I steeled her in my eye, giving her my best Jessie. “I’ve visited a couple of times before, last year,” I pressed. “Or maybe you recognize her?” As I pointed out Isa, who was aimlessly jiggling the knob of a vending machine down by the elevators.

The nurse looked from me to Isa and back again. Her stare softened. “You do look familiar. So does that pretty little girl. What are your names?”

“Isa McRae.” I went for it. “And Jessie Feathering.”

She nodded. “Yes, that’s right. Good to see you again. One minute.” She pulled on her cardigan and left her station, crossing to use a red wall phone on the other side of the room. It seemed like a lifetime of waiting until she nodded.

“Go on up,” she said. “Katherine says she knows you both. You’ll meet in the common room. Once I buzz you through, it’s down the hall to the second sign-in desk.”

We walked through. Isa dragging, me terrified but brisk.

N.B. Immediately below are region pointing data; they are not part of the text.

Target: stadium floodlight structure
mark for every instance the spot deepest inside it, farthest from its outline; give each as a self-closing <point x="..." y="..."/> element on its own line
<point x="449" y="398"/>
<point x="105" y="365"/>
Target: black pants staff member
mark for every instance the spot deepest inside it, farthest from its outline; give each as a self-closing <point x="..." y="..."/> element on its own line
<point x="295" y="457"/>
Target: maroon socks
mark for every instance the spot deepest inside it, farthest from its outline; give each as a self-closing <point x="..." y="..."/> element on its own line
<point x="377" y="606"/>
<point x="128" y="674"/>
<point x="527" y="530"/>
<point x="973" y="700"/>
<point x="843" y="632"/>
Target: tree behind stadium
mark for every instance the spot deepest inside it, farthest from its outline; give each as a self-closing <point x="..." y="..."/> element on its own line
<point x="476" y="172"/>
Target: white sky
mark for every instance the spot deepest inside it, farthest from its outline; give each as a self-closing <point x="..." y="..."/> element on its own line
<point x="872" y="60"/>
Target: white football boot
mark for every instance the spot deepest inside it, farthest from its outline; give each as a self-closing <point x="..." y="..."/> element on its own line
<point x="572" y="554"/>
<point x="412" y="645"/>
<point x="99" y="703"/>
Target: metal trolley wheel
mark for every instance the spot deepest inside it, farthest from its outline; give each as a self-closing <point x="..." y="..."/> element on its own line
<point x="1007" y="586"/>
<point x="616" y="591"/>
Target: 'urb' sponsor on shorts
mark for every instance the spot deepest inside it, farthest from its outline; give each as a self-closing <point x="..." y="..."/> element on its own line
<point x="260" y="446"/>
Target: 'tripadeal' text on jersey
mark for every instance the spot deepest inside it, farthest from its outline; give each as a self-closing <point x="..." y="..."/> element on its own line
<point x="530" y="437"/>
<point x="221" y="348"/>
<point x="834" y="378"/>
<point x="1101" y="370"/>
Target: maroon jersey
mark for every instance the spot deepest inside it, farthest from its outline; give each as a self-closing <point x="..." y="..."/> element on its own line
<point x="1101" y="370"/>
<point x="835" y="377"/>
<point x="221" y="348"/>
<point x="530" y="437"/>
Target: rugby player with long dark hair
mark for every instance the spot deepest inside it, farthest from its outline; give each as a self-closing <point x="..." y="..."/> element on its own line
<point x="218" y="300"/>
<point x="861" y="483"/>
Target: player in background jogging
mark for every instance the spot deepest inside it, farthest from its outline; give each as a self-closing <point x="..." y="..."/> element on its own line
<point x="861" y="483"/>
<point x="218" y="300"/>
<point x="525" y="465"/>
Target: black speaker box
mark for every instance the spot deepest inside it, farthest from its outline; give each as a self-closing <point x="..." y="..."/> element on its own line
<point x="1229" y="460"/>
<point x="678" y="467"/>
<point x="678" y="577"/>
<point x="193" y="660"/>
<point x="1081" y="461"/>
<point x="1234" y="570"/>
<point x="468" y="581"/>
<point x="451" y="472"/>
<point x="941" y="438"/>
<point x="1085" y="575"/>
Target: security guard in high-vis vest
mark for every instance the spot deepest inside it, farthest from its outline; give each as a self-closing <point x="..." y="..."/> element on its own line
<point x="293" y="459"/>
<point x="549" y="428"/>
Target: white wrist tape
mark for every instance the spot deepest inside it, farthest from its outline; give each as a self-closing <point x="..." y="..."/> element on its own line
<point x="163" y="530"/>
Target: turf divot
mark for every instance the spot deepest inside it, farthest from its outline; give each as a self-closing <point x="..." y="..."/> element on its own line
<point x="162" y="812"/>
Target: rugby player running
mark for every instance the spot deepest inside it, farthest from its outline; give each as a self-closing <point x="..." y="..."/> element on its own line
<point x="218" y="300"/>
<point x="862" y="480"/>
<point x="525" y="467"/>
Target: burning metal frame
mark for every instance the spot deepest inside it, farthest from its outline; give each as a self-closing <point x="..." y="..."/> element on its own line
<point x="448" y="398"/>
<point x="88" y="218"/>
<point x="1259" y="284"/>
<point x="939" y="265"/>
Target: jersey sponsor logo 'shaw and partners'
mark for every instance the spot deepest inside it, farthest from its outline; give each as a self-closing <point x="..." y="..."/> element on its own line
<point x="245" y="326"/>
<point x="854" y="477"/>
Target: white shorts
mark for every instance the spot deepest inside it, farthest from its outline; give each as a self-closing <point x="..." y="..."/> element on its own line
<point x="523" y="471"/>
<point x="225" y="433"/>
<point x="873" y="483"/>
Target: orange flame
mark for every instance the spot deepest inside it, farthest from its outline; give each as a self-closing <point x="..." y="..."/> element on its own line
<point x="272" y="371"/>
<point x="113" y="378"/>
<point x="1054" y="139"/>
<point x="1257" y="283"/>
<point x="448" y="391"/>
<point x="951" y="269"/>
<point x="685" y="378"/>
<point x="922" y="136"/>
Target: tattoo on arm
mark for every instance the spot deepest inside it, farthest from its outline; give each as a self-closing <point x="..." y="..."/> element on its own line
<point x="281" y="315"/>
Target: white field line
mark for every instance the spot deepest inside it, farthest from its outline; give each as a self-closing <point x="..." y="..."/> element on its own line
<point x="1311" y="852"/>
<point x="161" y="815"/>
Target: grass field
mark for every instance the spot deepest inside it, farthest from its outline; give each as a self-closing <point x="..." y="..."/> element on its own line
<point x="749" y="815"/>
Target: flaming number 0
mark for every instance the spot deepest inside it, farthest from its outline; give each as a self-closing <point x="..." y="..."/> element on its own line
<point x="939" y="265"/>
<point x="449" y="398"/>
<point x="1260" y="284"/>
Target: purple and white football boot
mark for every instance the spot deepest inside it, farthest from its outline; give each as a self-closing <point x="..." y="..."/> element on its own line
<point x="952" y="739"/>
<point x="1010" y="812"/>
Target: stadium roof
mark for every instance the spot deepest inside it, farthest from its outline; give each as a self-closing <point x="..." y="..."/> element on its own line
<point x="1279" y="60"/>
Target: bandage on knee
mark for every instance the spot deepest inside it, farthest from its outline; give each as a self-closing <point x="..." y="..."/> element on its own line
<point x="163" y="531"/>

Although I’d never seen her before, I recognized Katherine Quint immediately. She had Pete’s broadly sloped shoulders and pale eyes, only hers were watery and watched me from under half-mast, crepe-y lids. Motionless in her armchair, one of the few stray pieces of furniture in the bare-bones recreation room, empty save one old man dozing in his wheelchair by the window, she did not appear at all surprised to see me. Cautiously, I came to stand a few feet away from her, nearer to the ladder-back chair that she did not invite me to sit in.

Isa held back.

“You brought the girl,” she said. Her voice was reedy and childish; it didn’t seem to have aged along with the rest of her. “That wasn’t your best idea,
Jessie.
She’s a very susceptible child. High-strung, I remember, when the three of them came to visit.”

“I had to take her. I’m her babysitter. I couldn’t just leave her. And she helped me—she was a way in.”

“Now all you’ll need to do is figure a way to get out.” The way Katherine said this was excessively hammy and theatrical, like a character in one of those early Hitchcock movies from the 1940s. If she meant it to be amusing, it only emphasized that she seemed off-key and off-kilter, a person sealed from modern technologies and preoccupations.

But I smiled, tight-lipped, anyway. It was not as if she could help living here. We studied each other, trying to make sense of the other’s presence
round and round the cobbler’s bench a monkey chased a weasel the monkey thought t’was all in fun

“Hi, Mrs. Quint,” said Isa, approaching to halt briefly at my side, just long enough to make a performance of touching her nose before she veered off to sort through a pile of old magazines strewn over a coffee table.